L’argomento è di quelli scottanti e complessi, soprattutto adesso che il Real Madrid ha deciso di ricominciare con gli acquisti stellari. Limitare gli ingaggi dei calciatori non è cosa semplice, ma, secondo quanto riportato dal quotidiano spagnolo As, il presidente della Uefa, Michel Platini, avrebbe incontrato nella gionata di ieri: Laporta (Barcellona), Rummenigge (Bayern Monaco), Paolillo (Inter), Gandini (Milan) e Aulas (Lione), membri del Comitato esecutivo dell’Eca, l’Associazione dei club europei, proprio per discutere della possibilità, già ventilata in passato, di limitare le spese per i trasferimenti e adottare un salary-cap per gli ingaggi.
Platini, che non ha mai nascosto la sua contrarietà alla politica del Real Madrid (definì “fuori dal normale” i 90 milioni spesi per Cristiano Ronaldo), cercherebbe l’appoggio del nucleo duro dell’Eca, che rappresenta 137 club, e soprattutto di Laporta, che ha parlato di “imperialismo” a proposito dell’atteggiamento merengue, del Bayern, furioso con il Real per il caso Ribery, e del Milan, dove Berlusconi ha indicato come una priorità quella della riduzione degli ingaggi. In particolare Platini avrebbe proposto di limitare la spesa dei club per acquisti e ingaggi al 60% del fatturato, percentuale che sarebbe inferiore nel caso di società col bilancio in rosso.
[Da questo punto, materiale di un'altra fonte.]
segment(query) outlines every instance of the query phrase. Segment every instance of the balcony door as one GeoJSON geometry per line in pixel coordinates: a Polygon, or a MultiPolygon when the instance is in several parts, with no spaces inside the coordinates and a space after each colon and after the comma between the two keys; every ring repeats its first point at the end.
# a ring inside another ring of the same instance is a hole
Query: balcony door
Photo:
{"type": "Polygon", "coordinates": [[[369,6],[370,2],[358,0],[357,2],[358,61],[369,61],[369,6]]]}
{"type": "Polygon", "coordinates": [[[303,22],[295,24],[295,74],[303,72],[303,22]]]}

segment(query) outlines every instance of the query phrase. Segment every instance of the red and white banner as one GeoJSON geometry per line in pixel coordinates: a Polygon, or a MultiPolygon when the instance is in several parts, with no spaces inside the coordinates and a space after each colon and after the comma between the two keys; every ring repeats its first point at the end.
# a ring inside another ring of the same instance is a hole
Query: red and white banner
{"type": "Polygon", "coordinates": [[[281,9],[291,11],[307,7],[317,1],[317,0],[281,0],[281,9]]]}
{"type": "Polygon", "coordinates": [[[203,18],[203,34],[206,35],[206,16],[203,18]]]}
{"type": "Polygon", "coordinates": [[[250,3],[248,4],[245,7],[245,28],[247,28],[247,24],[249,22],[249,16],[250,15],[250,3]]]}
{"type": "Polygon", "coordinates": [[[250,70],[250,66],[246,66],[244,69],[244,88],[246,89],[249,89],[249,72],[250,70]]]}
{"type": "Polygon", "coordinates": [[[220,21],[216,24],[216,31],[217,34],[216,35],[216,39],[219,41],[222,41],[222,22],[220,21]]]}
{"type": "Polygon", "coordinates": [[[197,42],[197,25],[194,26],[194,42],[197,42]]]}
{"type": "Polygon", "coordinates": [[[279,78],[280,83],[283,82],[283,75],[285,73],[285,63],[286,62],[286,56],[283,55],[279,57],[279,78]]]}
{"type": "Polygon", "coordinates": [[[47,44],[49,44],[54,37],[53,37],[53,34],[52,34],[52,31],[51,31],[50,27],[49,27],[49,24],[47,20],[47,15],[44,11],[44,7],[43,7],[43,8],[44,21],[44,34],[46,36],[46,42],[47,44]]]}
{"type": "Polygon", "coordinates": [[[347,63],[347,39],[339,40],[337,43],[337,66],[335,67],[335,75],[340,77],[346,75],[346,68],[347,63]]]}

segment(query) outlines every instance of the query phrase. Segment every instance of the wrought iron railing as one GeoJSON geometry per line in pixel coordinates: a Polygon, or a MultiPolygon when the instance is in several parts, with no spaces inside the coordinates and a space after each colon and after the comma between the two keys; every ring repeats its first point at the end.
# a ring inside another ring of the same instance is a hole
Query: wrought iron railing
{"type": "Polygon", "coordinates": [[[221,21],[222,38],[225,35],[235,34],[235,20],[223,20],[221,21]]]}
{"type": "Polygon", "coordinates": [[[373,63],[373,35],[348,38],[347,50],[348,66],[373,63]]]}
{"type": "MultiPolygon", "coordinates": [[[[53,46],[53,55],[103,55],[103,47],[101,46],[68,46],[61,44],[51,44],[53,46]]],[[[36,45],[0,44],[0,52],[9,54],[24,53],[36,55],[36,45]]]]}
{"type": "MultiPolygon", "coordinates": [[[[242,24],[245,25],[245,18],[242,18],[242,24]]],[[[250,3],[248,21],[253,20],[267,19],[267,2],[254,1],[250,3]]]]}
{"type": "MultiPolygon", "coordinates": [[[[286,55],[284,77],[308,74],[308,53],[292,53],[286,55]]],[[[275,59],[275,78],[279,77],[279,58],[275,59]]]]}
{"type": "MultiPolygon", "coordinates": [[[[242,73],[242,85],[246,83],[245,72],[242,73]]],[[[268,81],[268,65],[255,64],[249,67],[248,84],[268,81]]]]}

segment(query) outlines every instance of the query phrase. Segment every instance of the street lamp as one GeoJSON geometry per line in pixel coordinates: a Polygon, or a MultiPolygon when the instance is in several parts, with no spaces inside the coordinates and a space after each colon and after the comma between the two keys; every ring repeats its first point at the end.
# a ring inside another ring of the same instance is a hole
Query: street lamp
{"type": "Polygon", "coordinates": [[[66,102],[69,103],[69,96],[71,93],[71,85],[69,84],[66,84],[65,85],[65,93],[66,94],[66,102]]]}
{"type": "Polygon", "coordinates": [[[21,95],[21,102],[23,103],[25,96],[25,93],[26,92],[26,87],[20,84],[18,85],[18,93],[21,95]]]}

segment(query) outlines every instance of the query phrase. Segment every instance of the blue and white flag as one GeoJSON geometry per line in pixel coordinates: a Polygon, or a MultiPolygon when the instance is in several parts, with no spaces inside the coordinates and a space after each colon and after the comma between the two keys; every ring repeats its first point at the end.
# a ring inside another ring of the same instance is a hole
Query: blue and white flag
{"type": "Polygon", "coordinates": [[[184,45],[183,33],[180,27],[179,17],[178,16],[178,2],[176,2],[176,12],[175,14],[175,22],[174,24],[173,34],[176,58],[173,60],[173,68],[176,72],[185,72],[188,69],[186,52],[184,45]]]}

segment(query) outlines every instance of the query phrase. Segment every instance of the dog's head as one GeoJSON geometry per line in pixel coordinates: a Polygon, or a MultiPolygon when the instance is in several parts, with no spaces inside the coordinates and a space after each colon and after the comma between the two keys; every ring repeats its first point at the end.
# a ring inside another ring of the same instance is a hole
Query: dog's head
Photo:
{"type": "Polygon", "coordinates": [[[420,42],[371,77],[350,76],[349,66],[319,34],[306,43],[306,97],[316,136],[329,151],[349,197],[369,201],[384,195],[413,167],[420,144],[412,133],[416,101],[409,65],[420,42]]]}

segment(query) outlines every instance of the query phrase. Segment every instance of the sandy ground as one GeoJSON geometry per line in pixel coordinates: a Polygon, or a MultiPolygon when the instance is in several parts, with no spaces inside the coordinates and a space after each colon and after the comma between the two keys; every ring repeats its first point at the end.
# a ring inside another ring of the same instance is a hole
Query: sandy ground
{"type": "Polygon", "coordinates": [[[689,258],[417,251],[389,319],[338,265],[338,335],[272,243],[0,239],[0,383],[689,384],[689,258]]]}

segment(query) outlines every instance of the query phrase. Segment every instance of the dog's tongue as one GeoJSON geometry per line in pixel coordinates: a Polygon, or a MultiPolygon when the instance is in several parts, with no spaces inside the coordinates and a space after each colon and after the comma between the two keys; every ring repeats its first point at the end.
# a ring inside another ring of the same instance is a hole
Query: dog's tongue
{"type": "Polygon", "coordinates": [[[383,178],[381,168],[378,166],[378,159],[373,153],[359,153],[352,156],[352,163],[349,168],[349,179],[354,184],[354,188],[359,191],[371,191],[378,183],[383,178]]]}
Sul progetto ci sarebbe già il via libera di Barroso, presidente della Commissione Europea.
lukedema
26 ago 2009 - 00:22 - #1Fe benissimo Platini.
Finalmente uno che alle parole fa seguire i fatti, o almeno ci prova.
Spero che abbia successo.
Up
26 ago 2009 - 00:36 - #2Platinì devo dire è un grande presidente dell’Uefa.Intanto ha riformato le coppe europee anche se sigla e cartelloni nei playoof champions poteva risparmiarseli.Toglie il patos per il torneo vero e proprio.Poteva benissimo mettere i carelli con scritto Uefa Champions league Qualifiers; va beh ha riformato la Women’s Cup la Champions femminile ora chiamata Womens Champions League anche se la formula non mi piace userei, la formula della Champions maschile.Insomma ci voleva un ex calciatore per riformare la struttura della Uefa.Chissà Pelè cosa farà con la Fifa.Ormai è sicuro che sarà lui il sucessore di Blatter
Fabiooo
26 ago 2009 - 07:46 - #3E’ impossibile limitare gli ingaggi per legge, hanno già fatto un’inchiesta interna se è per questo.
A meno di un gentleman agreement fra presidenti(che vedo difficile).
Piuttosto, i club indebitati più di tot(chessò 50 milioni) fuori dalle coppe.
E così sparirebbero subito M Utd, Chelsea, Liverpool(che bravi gli inglesi), forse l’Inter(anche se Moratti ripiana ma quelli sono affari suoi di come tappa i buchi), Barcellona(altro che Laporta fa il santarello) e Real Madrid(e penso altri).